It is essential to both the rider and the horse that the tack fits properly. If it doesn’t fit comfortably or correctly, it will be painful for the horse, which may cause it to resist the aids given by the rider. A saddle should be specifically fitted to a horse, for some hard-to-fit horses you may need to have one made. Loose-fitting tack may fail to pass a given signal to the horse, or it may come off, causing a serious accident. If you have any doubts about equipment you are using, consult an expert from your local tack shop.
The saddle should lie straight on the horse’s back, resting on the ribs, not on the spine. The sides of the horse’s chest are nearly parallel at this point, and this helps to keep the saddle in place. The saddle must be fitted without a pad. It should not be so long that it puts weight on the horse’s loins. When the horse’s head is down, you should be able to see right through the gullet; the gullet is designed to keep weight the horse’s spine. Check that you can see through the gullet when the girth is fastened and when a rider is sitting on the horse. A chalk mark test can be done to ensure a proper fit. To conduct one, dust the saddle’s underside with chalk and place it on the horse. When you remove it, a chalk mark will show if the saddle touches the horse where it shouldn’t.

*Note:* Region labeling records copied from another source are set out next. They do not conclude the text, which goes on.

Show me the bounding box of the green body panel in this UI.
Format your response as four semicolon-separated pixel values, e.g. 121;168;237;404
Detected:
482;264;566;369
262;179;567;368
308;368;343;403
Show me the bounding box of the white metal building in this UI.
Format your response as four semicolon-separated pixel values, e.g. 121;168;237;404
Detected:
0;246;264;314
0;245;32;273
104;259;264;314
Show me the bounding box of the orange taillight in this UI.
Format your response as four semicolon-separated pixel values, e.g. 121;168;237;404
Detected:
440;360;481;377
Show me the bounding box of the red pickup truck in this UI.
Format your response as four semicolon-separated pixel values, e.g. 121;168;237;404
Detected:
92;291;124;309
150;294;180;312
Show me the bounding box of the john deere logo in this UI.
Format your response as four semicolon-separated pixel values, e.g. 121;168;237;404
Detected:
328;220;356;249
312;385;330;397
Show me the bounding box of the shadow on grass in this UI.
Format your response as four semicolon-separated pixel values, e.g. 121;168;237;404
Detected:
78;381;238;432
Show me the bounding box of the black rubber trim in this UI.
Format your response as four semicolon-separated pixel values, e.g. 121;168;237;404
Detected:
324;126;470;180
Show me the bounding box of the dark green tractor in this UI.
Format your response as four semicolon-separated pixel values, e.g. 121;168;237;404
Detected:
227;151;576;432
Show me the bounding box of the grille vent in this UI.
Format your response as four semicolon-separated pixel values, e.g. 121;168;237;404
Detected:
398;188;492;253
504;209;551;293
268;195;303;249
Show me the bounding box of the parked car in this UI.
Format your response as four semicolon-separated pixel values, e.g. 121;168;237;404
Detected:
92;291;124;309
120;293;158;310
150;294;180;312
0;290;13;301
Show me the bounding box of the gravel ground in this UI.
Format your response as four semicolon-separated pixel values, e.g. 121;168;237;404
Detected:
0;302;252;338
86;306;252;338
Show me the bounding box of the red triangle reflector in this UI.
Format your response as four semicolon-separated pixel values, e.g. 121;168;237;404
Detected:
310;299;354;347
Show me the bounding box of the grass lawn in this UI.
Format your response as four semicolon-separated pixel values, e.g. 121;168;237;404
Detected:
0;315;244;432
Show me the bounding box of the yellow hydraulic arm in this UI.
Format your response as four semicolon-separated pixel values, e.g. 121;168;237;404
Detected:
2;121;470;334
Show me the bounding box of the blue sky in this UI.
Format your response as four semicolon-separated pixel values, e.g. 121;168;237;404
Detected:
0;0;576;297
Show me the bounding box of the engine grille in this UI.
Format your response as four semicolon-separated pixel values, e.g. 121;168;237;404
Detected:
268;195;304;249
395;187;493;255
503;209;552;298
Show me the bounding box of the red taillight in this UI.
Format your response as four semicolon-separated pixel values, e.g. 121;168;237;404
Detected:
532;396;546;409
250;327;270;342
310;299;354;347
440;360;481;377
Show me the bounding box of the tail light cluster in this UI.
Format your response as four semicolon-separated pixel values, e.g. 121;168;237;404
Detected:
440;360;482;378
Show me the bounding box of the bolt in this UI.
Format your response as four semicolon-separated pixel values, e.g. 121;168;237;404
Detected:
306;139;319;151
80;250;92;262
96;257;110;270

A saddle must be the same width as the horse’s shoulders. If it is too narrow, it will pinch the spine and restrict movement. If it is too wide, it will be low on the withers. The pommel lies over the withers. It must be high enough to allow the horse to lift its head up without causing the withers to press against the pommel. A well-fitting saddle sits securely even before the girth is fastened. If it moves around too much while you are riding, it will rub the horse’s back.
A cavesson noseband is fastened loosely, with room for two fingers between it and the nose. A drop noseband should be tighter, because it is meant to hold the bit in place and keep the horse from opening its mouth too wide. The noseband should lie about midway between the mouth and the projecting cheekbones. You should be able to fit two fingers below the cheekbone. The sidepieces of the noseband must not touch the horse’s eyes. The throatlatch must be long enough to allow four fingers between it and the horse when it is fastened. If it is tighter, it can interfere with the horse’s breathing. You should be able to fit two fingers under the browband. It must not pull the crownpiece and cheekpieces, but should allow them to lie in a straight line.
Look carefully at the bridle on the horse’s head from the front. Make sure that it is straight and positioned symmetrically on both sides. The browband should lie under the forelock; the noseband should sit on the bridge of the nose. A poorly fitting bit will be uncomfortable for the horse and can injure the mouth. All bits should lie in the corners of the mouth without wrinkling the lips too much; the horse should look as if it is smiling. If the bit is too high it will rub the corners of the mouth; if it is too low, it may hit the teeth. The mouthpiece should stick out ¼" on each side when you hold the joint straight in the mouth. If it is too wide, it will move from side to side and rub; if it is too narrow, it will pinch the lips.